Looking at changing some of our spotlight in an Apache 700 for LED's..
Can anyone advise how they come apart before I try and end up breaking one..
Thanks


----------



## Broom (Oct 8, 2007)

Hi Tonka

Its a forcing job just put a heavy duty knife in the crack above the switch and twist.

Best Regards
Broom


----------



## tonka (Apr 24, 2006)

Cheers Broom..
I did try pulling and it gave a bit but did not want to force it..
Will go and try it again...

Thanks


----------



## tonka (Apr 24, 2006)

Done it.. !! Just needed to pull a bit harder..
Anyway, havin read a few comments on LED's from the forum I have now ordered some 6 led replacements..

LED on ebay..


----------



## gpg1963 (Sep 30, 2008)

*spot lights*

Hi 
Hoping you managed to replace your spot lights by now. Have dispose of them or are they still with you? I am interested as I want to replace old fashion spot lights in my MH? Are they still in good shape? How many are they? I am ready to pay for them in case you do not ask much.
Thanks
gpg1963


----------



## lookback (Dec 4, 2005)

tonka said:


> Done it.. !! Just needed to pull a bit harder..
> Anyway, havin read a few comments on LED's from the forum I have now ordered some 6 led replacements..
> 
> LED on ebay..


I have the same lights that you have.
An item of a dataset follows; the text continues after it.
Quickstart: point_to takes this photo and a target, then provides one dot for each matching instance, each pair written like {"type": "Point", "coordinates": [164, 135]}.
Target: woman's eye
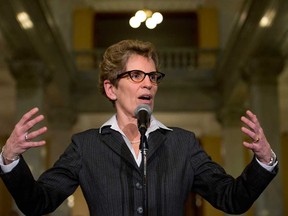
{"type": "Point", "coordinates": [136, 75]}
After seperating the light and on taking out the halogen bulb I am left with a concave holder which acts as a reflector. I inserted a G4 LED into the connection but find that the reflector is directing the beam at a funny angle and not at all beneficial to the user.
The question is :
a. Do I remove the concave holder
and 
b. Do I use the LED with the light connections coming out of the side of the LED cluster or the LEDs featured in your message.

Ian


----------



## tonka (Apr 24, 2006)

*Re: spot lights*



gpg1963 said:


> Hi
> Hoping you managed to replace your spot lights by now. Have dispose of them or are they still with you? I am interested as I want to replace old fashion spot lights in my MH? Are they still in good shape? How many are they? I am ready to pay for them in case you do not ask much.
> Thanks
> gpg1963


Sorry mate, just changing the bulbs.. not the whole fitting...


----------



## tonka (Apr 24, 2006)

[/quote]

I have the same lights that you have. After seperating the light and on taking out the halogen bulb I am left with a concave holder which acts as a reflector. I inserted a G4 LED into the connection but find that the reflector is directing the beam at a funny angle and not at all beneficial to the user.
The question is :
a. Do I remove the concave holder
and 
b. Do I use the LED with the light connections coming out of the side of the LED cluster or the LEDs featured in your message.

Ian[/quote]

I only ordered my LED's today so they are not here yet..
Once they arrive and I fit them I will give some feedback...


----------